Now, when we build our expression, we do the addition as well.

e2 = Add (Add (Val 4) (Val 2) (4+2)) (Val 7) (4+2+7)

But wait... That doesn't really make sense. Shouldn't the computer be forming the addition operations for us? This seems very error-prone. Let's try breaking down our construction of e2, so that we're building a single expression at a time.

e3 = Add (Val 4) (Val 2) (4+2)
e4 = Add e3 (Val 7) (??+7)

That didn't really help much, either. I suppose we could extract out the 4+2 bit like so...

i = 4+2
e5 = Add (Val 4) (Val 2) i
e6 = Add e3 (Val 7) (i+7)

but then it seems like we're creating extra work. I mean, this is functional programming! There should be an easier way to do this! [Ed: Fine. Now, will you please get to the point soon.]

And indeed there is! It's called a smart constructor. [Ed: Oh really? The title did not give that away at all, I swear!] The process is as simple as replacing the actual Add constructor with a function.

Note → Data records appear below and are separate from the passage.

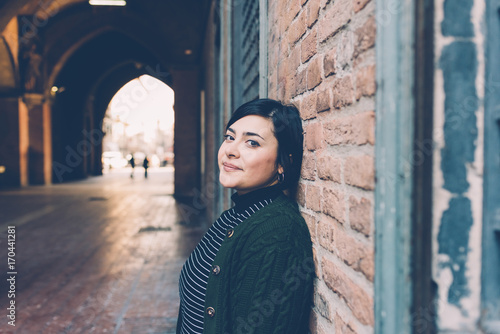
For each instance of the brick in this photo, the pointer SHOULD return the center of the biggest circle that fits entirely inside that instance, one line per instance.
(352, 252)
(342, 327)
(316, 263)
(326, 233)
(301, 194)
(359, 214)
(322, 306)
(360, 303)
(343, 92)
(273, 84)
(329, 168)
(333, 204)
(367, 265)
(359, 4)
(330, 62)
(323, 100)
(345, 49)
(313, 8)
(308, 171)
(308, 108)
(314, 72)
(365, 36)
(313, 322)
(297, 29)
(358, 129)
(314, 136)
(294, 59)
(311, 224)
(300, 82)
(336, 16)
(288, 11)
(359, 171)
(308, 46)
(365, 82)
(313, 198)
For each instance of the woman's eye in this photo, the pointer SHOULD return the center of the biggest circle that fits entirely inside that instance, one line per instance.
(253, 143)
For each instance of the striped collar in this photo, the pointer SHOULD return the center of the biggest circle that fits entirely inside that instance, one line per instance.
(266, 194)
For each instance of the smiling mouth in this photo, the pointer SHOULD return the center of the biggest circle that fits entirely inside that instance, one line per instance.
(230, 168)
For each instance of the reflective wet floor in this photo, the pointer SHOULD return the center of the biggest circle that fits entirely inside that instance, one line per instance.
(97, 256)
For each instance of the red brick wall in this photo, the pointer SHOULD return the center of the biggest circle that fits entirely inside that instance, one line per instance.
(322, 59)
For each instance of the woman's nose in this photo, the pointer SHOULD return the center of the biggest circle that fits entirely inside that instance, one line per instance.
(232, 149)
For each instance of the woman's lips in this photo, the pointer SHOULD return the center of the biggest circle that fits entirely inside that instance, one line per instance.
(230, 168)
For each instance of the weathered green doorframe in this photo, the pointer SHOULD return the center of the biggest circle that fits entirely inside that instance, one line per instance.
(490, 276)
(395, 110)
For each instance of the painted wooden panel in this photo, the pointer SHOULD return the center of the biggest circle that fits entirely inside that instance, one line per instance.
(491, 218)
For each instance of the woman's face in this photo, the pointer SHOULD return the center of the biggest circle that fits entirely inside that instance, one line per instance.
(247, 157)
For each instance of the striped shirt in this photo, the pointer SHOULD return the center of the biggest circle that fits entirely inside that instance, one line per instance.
(195, 272)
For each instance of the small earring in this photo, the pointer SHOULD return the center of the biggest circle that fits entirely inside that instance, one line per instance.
(281, 177)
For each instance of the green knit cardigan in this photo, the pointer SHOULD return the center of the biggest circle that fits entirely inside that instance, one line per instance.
(262, 276)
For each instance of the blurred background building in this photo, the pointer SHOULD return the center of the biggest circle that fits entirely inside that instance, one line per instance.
(400, 102)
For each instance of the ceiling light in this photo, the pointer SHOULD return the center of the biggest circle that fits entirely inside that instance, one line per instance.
(107, 2)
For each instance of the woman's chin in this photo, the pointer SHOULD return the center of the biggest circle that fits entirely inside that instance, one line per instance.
(226, 181)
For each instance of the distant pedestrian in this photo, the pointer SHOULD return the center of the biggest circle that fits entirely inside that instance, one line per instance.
(132, 164)
(145, 164)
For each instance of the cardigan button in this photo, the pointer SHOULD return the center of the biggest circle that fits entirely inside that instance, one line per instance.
(211, 312)
(215, 270)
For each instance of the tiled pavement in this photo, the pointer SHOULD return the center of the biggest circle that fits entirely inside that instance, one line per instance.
(97, 256)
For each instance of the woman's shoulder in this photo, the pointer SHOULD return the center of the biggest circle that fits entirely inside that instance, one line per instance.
(281, 218)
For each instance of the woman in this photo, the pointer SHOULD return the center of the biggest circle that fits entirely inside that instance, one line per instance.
(253, 270)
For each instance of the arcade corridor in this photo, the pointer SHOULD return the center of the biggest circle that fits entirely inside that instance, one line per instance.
(98, 256)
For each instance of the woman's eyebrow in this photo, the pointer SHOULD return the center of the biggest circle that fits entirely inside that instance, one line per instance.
(252, 134)
(247, 133)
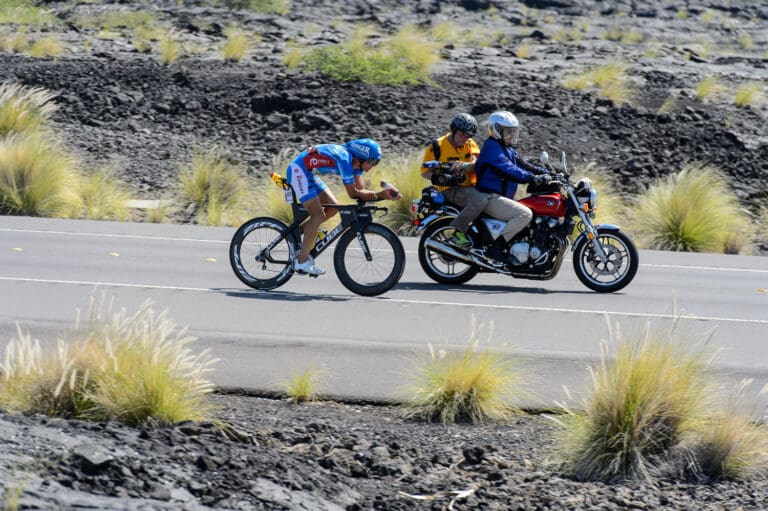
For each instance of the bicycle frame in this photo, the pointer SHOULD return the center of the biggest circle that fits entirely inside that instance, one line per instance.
(353, 216)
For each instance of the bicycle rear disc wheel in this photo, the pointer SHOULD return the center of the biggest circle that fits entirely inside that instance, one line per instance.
(382, 272)
(254, 264)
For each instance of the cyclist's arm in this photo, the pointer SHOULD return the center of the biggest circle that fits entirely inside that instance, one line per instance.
(357, 190)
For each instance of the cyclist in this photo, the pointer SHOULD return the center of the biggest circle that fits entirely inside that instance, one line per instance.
(349, 161)
(499, 169)
(459, 147)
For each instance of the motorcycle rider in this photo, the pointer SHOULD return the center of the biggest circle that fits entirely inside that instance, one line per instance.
(499, 169)
(458, 146)
(349, 161)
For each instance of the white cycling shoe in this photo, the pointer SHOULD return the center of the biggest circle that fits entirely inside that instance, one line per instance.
(307, 268)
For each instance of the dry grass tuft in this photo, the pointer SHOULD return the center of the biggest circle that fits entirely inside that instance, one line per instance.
(474, 385)
(691, 211)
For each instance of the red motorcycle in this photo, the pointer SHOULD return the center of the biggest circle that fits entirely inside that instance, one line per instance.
(604, 258)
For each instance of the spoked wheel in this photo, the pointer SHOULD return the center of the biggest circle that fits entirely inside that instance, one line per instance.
(373, 274)
(619, 267)
(441, 267)
(257, 264)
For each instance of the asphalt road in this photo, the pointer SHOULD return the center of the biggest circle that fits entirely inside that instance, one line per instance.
(366, 346)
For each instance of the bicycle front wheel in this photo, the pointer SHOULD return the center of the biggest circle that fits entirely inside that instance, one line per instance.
(257, 259)
(373, 271)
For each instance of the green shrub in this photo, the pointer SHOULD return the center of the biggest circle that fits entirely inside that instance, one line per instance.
(709, 87)
(46, 47)
(24, 12)
(405, 175)
(236, 47)
(265, 6)
(611, 206)
(15, 42)
(692, 211)
(114, 19)
(610, 80)
(640, 405)
(216, 187)
(749, 94)
(24, 109)
(473, 385)
(37, 178)
(405, 58)
(732, 445)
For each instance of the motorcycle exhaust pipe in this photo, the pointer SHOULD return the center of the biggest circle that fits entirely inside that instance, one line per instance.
(461, 256)
(447, 250)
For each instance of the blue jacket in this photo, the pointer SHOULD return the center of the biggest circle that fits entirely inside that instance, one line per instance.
(499, 169)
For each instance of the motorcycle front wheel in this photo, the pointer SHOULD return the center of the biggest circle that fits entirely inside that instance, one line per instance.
(440, 267)
(254, 263)
(374, 276)
(619, 267)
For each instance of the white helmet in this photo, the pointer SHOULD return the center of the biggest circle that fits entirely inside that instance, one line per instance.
(499, 120)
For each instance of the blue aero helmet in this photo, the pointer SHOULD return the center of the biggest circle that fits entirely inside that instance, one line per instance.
(364, 149)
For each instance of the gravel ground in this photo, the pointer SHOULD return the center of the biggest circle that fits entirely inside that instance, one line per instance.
(321, 456)
(123, 108)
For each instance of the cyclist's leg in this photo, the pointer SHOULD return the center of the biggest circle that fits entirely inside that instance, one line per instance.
(305, 187)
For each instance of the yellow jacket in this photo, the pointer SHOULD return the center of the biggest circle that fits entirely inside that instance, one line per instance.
(448, 153)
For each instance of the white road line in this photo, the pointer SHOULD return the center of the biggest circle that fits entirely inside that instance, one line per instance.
(164, 238)
(412, 302)
(110, 235)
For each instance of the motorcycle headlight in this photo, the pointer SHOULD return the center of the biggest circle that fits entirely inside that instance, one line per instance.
(593, 202)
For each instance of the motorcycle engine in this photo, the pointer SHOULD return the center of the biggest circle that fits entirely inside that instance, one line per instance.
(534, 247)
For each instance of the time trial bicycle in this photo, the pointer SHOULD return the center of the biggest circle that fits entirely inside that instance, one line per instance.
(369, 258)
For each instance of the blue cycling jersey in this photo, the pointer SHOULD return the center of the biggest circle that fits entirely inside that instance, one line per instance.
(329, 159)
(303, 172)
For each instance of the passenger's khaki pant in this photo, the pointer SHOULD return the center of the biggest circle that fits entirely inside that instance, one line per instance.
(515, 214)
(471, 200)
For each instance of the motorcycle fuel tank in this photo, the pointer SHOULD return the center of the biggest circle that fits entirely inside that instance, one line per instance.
(545, 205)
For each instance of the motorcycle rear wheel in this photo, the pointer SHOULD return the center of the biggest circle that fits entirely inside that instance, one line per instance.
(441, 267)
(616, 272)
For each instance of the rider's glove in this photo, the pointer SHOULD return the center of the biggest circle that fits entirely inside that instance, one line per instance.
(541, 179)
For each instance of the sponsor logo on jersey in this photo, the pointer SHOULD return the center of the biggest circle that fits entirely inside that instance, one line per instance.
(317, 160)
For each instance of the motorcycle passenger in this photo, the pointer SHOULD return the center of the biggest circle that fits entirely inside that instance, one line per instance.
(499, 170)
(458, 146)
(349, 161)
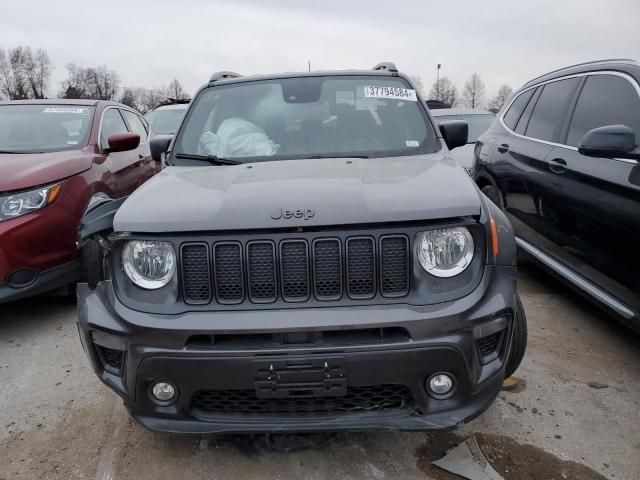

This function takes in the same arguments as Add with the exception of the result value, computes the result, and returns a complete Add. Here it is in all its glory.

makeAdd :: Expr -> Expr -> Expr
makeAdd (Val i1) (Val i2) = Add (Val i1) (Val i2) (i1+i2)
makeAdd (Val i1) (Add e2a e2b s2) = Add (Val i1) (Add e2a e2b s2) (i1+s2)
makeAdd (Add e1a e1b s1) (Val i2) = Add (Add e1a e1b s1) (Val i2) (s1+i2)
makeAdd (Add e1a e1b s1) (Add e2a e2b s2) = Add (Add e1a e1b s1) (Add e2a e2b s2) (s1+s2)

As you can see, there are no recursive calls in makeAdd. We are effectively hiding the computation as well as the fact that there is this third argument to the constructor. Consequently, makeAdd is just as easy to use as the constructor of the original Add (before appending the Int):

e7 = makeAdd (makeAdd (Val 4) (Val 2)) (Val 7)

In addition, we can rewrite eval so that it will simply fetch the precomputed value of an Add.

eval :: Expr -> Int
eval (Val i) = i
eval (Add e1 e2 s) = s

And that's the basics for smart constructors. There are a few more things to add, but I think I'll stop for now. Perhaps I'll revisit this subject in a later entry.